Milton Friedman on Nominal Income

Lars Christensen has an excellent post discussing Milton Friedman's A Monetary Theory of Nominal Income. Christensen quotes from Friedman:

In … "A Theoretical Framework for Monetary Analysis," I outlined a simple model of six equations in seven variables that was consistent with both the quantity theory of money and the Keynesian income-expenditure theory…The difference between the two theories is in the missing equation the quantity theory adds an equation stating that real income is determined outside the system (the assumption of "full employment"); the income-expenditure theory adds an equation stating that the price level is determined outside the system (the assumption of price or wage rigidity)…The present addendum to my earlier paper suggests a third way to supply the missing equation. This third way involves bypassing the breakdown of nominal income between real income and prices and using the quant ity theory to derive a theory of nominal income rather than a theory of either prices or real income.

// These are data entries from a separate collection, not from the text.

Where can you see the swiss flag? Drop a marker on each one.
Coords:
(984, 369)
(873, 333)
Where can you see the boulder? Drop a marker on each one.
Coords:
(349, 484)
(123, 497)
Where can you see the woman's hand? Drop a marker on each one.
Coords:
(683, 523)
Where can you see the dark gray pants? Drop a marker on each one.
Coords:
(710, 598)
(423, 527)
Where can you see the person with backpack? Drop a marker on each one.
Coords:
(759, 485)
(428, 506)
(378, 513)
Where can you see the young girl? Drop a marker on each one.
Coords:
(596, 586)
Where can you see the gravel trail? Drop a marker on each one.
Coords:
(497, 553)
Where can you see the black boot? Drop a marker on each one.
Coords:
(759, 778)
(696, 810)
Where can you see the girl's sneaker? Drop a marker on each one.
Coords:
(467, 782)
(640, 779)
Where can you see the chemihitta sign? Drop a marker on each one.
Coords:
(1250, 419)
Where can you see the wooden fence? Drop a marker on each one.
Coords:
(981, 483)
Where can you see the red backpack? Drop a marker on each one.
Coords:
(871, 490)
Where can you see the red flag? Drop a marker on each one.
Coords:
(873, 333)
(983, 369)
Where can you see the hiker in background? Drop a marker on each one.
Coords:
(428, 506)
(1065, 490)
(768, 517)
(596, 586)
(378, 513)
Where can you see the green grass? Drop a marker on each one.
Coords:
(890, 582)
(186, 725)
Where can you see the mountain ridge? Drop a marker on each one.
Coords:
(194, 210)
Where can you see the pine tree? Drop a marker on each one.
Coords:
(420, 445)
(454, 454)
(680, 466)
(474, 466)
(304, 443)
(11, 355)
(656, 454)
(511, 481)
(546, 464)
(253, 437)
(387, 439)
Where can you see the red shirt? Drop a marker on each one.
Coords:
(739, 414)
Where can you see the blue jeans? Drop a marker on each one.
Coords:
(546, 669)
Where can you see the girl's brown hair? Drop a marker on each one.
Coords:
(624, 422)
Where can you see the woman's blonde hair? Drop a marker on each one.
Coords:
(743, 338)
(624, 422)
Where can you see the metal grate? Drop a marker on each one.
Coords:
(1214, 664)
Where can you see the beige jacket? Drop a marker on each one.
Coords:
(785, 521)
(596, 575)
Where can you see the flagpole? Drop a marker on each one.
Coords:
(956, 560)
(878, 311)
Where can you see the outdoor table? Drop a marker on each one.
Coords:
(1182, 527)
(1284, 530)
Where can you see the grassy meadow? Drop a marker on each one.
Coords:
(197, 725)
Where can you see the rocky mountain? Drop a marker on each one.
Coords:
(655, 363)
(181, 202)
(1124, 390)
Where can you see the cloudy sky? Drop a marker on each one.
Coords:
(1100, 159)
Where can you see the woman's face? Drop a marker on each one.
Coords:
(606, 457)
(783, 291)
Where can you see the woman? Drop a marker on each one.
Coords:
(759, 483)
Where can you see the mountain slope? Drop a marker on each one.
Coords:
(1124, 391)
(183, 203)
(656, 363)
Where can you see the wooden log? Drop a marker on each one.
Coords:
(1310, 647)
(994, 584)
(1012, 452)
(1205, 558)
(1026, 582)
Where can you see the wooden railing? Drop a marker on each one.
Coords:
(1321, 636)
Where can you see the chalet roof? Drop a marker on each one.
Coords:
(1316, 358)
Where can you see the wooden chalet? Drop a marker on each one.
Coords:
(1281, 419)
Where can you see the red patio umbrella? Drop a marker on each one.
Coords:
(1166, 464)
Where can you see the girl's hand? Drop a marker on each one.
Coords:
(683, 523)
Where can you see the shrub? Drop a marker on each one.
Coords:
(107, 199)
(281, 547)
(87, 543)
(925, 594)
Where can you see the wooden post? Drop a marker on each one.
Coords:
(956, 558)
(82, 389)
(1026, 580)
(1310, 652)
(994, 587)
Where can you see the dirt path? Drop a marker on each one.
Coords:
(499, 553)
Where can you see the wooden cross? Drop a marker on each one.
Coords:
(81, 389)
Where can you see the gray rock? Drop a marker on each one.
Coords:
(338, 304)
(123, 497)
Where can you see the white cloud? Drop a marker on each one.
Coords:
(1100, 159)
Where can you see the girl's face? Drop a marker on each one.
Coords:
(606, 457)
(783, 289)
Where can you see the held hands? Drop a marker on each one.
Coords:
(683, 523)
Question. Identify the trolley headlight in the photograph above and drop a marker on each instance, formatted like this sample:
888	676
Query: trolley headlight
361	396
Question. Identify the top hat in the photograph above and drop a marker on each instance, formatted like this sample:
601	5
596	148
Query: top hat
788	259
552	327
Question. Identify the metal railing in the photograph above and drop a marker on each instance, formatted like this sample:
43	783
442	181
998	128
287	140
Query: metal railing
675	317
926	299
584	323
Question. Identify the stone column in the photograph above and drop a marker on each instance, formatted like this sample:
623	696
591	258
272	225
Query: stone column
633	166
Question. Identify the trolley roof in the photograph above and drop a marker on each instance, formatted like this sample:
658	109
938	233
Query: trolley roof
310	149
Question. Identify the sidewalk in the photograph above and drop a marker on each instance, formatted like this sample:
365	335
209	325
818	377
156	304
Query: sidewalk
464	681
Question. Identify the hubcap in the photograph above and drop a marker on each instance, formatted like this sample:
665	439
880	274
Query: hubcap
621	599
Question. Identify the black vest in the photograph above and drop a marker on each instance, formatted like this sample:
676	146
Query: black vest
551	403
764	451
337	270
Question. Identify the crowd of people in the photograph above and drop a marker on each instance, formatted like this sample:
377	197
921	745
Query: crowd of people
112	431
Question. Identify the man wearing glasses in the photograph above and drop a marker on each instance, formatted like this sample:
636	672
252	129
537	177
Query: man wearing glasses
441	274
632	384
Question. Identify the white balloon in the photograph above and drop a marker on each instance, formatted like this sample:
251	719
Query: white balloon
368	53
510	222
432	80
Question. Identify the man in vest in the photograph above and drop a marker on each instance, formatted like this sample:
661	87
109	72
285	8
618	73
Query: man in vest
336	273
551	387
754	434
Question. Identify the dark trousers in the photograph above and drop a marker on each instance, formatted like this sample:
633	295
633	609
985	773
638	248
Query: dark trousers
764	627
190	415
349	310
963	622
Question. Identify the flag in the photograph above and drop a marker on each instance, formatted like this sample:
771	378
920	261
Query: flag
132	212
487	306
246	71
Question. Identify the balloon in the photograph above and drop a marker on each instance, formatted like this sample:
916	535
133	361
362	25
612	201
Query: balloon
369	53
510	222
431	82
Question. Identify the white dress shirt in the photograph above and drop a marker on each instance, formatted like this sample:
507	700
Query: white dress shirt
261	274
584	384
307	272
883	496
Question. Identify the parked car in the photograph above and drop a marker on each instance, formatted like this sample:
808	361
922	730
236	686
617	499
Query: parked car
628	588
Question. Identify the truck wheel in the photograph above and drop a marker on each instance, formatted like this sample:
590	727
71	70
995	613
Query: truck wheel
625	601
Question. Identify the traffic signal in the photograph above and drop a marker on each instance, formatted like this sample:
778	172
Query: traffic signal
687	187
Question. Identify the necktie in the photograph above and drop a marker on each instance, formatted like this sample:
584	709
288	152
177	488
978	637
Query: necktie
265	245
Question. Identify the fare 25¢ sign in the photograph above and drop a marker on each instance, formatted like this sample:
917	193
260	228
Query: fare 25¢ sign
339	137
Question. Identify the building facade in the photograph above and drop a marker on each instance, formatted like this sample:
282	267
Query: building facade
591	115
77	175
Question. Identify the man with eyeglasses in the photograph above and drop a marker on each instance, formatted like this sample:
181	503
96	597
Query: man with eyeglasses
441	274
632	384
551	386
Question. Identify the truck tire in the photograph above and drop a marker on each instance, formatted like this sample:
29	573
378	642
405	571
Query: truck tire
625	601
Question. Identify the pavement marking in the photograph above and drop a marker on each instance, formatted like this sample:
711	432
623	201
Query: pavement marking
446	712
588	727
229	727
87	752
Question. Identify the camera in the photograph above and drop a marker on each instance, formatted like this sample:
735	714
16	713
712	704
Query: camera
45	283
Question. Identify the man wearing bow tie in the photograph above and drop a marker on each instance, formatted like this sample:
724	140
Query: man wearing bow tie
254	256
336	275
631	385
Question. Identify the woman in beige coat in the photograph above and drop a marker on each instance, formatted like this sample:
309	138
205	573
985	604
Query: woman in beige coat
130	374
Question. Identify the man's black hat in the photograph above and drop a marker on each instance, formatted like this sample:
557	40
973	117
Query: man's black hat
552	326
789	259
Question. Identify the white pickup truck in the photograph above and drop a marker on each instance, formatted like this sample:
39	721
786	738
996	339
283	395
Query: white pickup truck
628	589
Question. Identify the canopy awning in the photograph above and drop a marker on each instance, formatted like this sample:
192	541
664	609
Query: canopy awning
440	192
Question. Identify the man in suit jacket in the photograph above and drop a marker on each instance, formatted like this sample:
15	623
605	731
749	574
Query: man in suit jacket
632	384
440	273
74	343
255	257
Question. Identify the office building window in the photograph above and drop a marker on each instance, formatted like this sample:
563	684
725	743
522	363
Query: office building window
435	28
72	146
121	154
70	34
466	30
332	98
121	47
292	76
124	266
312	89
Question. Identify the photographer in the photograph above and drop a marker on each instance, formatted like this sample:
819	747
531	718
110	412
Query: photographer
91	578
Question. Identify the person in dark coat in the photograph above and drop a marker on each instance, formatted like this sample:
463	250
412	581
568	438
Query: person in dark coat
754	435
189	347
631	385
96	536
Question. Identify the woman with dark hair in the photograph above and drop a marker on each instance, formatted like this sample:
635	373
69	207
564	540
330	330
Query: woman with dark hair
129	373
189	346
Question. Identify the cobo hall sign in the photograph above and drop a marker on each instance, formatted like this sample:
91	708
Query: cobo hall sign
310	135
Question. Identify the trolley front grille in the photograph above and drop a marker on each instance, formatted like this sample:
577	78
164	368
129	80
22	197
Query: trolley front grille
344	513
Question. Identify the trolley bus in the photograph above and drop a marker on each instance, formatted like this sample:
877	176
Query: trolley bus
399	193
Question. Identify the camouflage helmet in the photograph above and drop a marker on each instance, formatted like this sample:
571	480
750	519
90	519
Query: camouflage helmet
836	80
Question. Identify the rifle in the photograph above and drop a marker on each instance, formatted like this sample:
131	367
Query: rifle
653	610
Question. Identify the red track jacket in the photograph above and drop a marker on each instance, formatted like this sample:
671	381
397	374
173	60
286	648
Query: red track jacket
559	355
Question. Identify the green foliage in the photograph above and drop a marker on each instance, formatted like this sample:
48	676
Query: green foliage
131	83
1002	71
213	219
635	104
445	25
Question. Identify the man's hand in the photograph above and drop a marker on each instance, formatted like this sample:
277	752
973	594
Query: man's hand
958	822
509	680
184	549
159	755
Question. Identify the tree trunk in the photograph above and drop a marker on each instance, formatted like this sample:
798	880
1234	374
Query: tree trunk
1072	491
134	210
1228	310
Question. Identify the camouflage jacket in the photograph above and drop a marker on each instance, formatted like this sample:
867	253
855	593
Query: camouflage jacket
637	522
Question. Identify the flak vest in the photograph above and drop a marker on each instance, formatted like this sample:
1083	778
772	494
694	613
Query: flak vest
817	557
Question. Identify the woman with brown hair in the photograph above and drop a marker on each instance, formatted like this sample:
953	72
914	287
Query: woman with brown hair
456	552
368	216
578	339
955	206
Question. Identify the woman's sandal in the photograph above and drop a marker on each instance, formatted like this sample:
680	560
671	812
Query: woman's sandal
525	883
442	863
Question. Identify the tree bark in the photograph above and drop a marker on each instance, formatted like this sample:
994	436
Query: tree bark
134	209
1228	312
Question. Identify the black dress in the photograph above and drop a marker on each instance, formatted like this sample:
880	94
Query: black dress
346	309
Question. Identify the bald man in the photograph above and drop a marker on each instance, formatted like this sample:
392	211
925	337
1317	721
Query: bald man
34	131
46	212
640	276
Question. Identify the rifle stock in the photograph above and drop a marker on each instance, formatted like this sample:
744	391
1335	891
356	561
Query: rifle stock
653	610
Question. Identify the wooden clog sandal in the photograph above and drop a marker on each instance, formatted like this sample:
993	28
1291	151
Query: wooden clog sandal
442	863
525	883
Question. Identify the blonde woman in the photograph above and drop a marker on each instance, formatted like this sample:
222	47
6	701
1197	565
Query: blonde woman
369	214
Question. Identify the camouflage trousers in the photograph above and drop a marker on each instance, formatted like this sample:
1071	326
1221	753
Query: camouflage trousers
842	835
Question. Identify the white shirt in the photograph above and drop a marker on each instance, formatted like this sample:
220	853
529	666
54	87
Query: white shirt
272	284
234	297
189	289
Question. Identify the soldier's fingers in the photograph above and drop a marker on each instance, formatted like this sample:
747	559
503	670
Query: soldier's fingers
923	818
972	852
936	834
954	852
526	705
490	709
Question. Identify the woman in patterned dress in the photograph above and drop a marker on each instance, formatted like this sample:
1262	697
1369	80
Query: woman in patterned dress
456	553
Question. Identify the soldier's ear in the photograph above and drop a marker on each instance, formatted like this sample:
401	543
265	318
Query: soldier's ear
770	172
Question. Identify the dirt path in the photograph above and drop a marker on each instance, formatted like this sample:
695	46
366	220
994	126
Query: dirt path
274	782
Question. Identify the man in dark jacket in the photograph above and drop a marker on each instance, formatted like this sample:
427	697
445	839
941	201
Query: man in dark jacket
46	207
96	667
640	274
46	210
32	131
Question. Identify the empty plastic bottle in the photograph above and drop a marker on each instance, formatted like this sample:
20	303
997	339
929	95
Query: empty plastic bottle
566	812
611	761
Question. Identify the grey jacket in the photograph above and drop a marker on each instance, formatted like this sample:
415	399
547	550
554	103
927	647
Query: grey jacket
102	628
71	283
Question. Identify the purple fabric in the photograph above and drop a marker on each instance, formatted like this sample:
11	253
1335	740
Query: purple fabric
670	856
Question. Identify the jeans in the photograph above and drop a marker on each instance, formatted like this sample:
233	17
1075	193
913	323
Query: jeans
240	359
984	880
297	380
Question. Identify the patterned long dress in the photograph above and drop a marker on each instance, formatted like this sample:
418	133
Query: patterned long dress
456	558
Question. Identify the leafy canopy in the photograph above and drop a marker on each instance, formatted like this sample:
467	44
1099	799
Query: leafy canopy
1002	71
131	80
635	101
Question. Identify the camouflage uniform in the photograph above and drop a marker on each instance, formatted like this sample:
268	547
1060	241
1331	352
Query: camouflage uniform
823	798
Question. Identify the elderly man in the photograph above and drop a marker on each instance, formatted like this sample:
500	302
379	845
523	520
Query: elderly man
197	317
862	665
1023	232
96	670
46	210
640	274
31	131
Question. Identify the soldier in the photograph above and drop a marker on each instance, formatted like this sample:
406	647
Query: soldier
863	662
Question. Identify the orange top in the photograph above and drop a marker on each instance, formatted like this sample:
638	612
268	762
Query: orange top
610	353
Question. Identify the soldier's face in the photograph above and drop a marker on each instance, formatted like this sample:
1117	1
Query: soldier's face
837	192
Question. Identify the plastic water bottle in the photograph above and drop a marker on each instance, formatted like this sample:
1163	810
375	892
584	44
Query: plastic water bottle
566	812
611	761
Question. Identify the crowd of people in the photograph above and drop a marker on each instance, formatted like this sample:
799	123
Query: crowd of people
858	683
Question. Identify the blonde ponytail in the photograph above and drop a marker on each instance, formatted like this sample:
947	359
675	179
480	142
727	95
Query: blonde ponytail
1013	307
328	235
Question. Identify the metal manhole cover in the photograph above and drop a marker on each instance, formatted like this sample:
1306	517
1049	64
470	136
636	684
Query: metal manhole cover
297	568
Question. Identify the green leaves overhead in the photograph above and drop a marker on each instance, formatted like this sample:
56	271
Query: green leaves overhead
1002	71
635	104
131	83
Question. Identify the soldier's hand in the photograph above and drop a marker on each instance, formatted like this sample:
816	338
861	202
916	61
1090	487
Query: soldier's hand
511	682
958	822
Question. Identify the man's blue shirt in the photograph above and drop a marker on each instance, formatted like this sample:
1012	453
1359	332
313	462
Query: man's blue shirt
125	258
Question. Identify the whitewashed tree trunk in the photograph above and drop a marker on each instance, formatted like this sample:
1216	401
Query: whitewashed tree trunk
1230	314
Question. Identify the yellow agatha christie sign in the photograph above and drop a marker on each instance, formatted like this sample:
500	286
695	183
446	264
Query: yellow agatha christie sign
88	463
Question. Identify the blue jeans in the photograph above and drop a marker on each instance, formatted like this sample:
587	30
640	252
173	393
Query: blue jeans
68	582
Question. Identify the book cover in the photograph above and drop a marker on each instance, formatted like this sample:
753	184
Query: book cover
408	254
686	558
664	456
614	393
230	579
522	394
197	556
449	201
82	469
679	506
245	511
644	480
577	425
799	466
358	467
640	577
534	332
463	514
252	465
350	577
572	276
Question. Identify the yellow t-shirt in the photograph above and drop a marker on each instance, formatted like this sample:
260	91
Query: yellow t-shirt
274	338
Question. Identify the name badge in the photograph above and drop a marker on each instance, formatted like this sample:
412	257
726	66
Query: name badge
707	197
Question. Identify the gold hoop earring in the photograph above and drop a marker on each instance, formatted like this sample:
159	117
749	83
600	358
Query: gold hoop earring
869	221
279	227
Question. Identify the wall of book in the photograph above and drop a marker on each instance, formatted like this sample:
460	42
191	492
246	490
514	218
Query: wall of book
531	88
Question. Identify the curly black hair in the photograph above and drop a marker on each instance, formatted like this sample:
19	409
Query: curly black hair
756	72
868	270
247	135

In my view, "the Phillips curve" is not a theory of how prices influence output or output influences prices, but rather how nominal income influences output and prices. Generally, it is output and prices together in the short run, and then prices only in the long run.

There is nothing unusual about that approach, and having money determine output in period t+1 and then inflation in period t+2 seems like a simple way to illustrate this concept. Of course, if the model shows that a situation where nominal income remains unchanged (or on a constant growth path,) so that there are no fluctuations in nominal income, the process by which the short run/long run relationship is modeled generates fluctuations in real output and prices, simply shows that the model is flawed.


2 comments:

  1. Milton Friedman thought in a consistent manner---it is not surprising that he is an ur-Market Monetarist.

    Reading Friedman on Japan, or how to fund military build-ups (through progressive consumption taxes), is a reminder that Friedman was a slave not to ossified partisan shibboleths, but non-partisan consistent thinking. He disliked the homeowner mortgage interest tax deduction, for example.

    It is too bad Friedman is not with us. He would provide the iconic support that Market Monetarism needs to capture the Fed.